Question 68 is only shown to students who have used pain relief pills without a prescription in the last 12 months (Question 67).

  1. In the LAST 12 MONTHS, how did you usually get PAIN RELIEF PILLS WITHOUT A PRESCRIPTION? (Please choose only one)
  •  Given to me by a brother or sister
  •  Given to me by a friend
  •  Given to me by one of my parents
  •  Bought them from a friend
  •  Bought them from someone I had heard about, but did not know personally
  •  Bought them online/over the internet
  •  Took them from home without my parents’ permission
  •  Got them some other way (Please tell us where you got them ______________)
  •  Don’t remember
  1. IN THE LAST 12 MONTHS, how often did you use COUGH OR COLD MEDICINE, such as Robitussin DM, Benylin DM (also known as robos, dex, DXM, sizzurp, or purple drank) in order to get high?
  •  I have never used it
  •  1 to 2 times
  •  3 to 5 times
  •  6 to 9 times
  •  10 or more times
  •  I have used it, but not in the last 12 months
  1. IN THE LAST 12 MONTHS, did you use other illegal drugs (such as Ecstasy, PCP, cocaine, crack, salvia, crystal meth, or other illegal drugs)?
  •  I have never used them
  •  1 to 2 times
  •  3 to 5 times
  •  6 to 9 times
  •  10 or more times
  •  I have used them, but not in the last 12 months

Your Sexual Health

This section is only shown to students from grades 7-13 in Upper Grand District School Board and students in grades 9-13 in Wellington Catholic District School Board.
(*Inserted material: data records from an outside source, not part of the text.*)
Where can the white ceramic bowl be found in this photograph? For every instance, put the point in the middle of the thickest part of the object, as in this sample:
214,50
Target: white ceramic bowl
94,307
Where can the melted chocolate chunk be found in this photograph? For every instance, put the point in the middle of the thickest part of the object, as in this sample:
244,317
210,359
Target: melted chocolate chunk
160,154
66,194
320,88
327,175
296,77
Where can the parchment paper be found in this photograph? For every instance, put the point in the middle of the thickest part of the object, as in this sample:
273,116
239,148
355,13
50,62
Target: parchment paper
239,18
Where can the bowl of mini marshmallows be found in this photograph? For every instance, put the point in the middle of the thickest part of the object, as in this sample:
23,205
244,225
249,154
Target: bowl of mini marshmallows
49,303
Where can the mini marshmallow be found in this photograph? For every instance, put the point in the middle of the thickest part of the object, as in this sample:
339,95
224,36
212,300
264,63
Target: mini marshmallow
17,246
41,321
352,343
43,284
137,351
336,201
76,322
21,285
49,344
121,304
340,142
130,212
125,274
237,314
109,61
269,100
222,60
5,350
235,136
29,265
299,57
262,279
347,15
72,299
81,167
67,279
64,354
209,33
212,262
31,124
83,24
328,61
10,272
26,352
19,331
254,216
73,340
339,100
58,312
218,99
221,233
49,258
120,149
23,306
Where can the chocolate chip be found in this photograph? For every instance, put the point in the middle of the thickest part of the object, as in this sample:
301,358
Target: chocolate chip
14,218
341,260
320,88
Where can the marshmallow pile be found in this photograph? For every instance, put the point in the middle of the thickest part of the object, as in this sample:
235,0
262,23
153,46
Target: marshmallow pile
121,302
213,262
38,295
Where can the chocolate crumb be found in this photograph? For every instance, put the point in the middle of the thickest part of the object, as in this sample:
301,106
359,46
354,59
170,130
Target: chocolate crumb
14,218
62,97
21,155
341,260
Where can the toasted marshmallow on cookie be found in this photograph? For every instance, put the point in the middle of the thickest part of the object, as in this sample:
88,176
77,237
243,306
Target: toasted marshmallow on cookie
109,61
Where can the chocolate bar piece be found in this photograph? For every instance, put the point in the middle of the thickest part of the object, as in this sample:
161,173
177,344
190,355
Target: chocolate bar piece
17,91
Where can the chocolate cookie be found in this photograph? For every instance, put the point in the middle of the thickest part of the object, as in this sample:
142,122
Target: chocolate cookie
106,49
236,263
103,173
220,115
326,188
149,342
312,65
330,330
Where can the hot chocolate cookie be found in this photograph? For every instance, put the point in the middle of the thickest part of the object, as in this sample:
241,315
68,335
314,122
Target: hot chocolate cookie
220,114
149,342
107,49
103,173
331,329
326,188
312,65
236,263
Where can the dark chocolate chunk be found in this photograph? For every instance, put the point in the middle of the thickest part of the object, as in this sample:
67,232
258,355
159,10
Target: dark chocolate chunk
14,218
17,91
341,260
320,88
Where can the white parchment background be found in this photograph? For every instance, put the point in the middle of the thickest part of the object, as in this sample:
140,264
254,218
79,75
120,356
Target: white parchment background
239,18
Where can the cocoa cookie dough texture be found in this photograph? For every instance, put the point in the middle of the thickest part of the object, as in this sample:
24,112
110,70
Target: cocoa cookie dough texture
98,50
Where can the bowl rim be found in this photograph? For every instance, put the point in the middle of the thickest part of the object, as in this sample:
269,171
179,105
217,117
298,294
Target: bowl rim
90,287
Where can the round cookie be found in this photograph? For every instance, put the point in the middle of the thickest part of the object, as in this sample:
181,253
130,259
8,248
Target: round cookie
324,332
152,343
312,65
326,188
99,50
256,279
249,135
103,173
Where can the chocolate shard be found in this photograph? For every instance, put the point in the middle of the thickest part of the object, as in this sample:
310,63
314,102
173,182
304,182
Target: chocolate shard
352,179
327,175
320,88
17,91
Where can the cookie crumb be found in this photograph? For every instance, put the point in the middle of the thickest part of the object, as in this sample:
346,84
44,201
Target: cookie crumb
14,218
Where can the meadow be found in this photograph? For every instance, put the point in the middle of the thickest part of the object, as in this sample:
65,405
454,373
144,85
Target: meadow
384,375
The statement below is only shown to students in grades 9 to 13.

Sexual intercourse can be oral, vaginal or anal sex.

  1. Have you ever had sexual intercourse? Remember, sexual intercourse can be oral, vaginal or anal sex.
  •  Yes
  •  No

Question 72 is only shown to students who reported having sexual intercourse (Question 71)
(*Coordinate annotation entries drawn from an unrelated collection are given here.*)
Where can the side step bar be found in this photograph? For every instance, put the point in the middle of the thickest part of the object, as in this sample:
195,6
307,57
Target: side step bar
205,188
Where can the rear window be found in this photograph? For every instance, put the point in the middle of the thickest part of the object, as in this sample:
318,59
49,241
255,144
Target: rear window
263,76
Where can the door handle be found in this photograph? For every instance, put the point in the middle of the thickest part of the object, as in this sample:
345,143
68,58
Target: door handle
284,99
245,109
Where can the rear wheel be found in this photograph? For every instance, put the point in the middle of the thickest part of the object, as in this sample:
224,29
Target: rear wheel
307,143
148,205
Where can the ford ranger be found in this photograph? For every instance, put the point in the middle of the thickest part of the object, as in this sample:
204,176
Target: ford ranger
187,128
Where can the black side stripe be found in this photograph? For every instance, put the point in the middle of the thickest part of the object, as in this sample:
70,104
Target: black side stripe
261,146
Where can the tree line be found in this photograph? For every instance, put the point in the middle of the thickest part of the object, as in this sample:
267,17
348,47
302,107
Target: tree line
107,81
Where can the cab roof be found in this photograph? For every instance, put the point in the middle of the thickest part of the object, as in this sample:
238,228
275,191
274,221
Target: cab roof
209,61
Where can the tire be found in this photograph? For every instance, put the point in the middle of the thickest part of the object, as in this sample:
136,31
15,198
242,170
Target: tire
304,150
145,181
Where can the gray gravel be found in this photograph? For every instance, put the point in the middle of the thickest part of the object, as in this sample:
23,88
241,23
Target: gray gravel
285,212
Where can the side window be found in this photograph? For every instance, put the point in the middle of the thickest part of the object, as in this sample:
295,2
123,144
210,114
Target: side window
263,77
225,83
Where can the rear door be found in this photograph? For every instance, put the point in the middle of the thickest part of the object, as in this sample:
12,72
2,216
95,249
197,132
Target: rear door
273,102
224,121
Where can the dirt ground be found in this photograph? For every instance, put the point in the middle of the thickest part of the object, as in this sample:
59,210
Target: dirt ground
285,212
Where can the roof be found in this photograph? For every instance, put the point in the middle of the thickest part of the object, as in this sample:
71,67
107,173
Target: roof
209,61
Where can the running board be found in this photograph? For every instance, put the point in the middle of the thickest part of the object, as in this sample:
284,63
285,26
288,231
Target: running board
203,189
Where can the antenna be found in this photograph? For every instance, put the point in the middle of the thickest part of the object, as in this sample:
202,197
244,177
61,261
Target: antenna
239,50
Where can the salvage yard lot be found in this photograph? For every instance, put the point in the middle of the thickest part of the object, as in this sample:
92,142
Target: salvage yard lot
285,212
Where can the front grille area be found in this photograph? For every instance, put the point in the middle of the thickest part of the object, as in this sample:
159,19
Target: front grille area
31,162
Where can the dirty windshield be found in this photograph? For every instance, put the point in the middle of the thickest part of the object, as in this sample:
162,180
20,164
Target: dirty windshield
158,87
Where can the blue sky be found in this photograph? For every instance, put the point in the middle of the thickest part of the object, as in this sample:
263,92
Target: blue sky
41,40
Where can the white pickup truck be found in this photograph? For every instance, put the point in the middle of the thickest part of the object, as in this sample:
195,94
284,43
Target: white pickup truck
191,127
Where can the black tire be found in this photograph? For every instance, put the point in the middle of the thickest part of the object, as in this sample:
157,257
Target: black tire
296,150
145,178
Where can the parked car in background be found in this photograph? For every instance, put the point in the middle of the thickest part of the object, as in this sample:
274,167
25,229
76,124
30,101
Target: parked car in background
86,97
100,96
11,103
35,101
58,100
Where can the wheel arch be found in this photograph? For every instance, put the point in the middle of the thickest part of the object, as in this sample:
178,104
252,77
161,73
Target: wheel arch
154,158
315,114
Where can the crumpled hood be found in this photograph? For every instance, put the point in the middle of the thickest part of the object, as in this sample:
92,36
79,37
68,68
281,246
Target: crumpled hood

  1. How old were you when you first had sexual intercourse?
  •  12 or younger
  •  13
  •  14
  •  15
  •  16
  •  17
  •  18
  •  Don’t know

Question 73 is only shown to students who reported having sexual intercourse (Question 71)

  1. How many people have you had sexual intercourse with in your lifetime? (Drop down list)

Consent is a voluntary, positive agreement to engage in sexual activity with a partner(s). Nobody else can give your consent for you, and giving consent means that you are awake, conscious, sober, and able to make a deliberate, unforced and unpressured decision. You can change your mind at any time for any reason, and withdraw consent.

  1. Have you ever experienced sexual activity when you did not want to or when you did not give your consent? Sexual activity may include sexual touching, or oral, vaginal or anal sex.
  •  Yes
  •  No
  •  Don’t know

Question 75 is only shown to students who reported having sexual intercourse (Question 71)

  1. What method(s) of birth control or STI prevention do you use currently or have used in the past? (Please select all that apply)
  •  Male condoms
  •  Female condoms
  •  Birth control pill/patch
  •  Emergency contraception
  •  Spermicidal foam/gel
  •  Vaginal ring
  •  Intrauterine Device (IUD)
  •  Hormonal injection (e.g., Depo Provera)
  •  Other
  •  None

Question 76 is only shown to students who reported having sexual intercourse (Question 71)

  1. Have you ever been tested for a sexually transmitted infection (STI) (e.g., Chlamydia, gonorrhoea, HIV)?
  •  Yes
  •  No
  •  Don’t know

You have reached the end of the Well-Being and Health Youth Survey!

Thank you for taking the time to share your experiences with us. The answers you gave will be used to help improve your school and your community.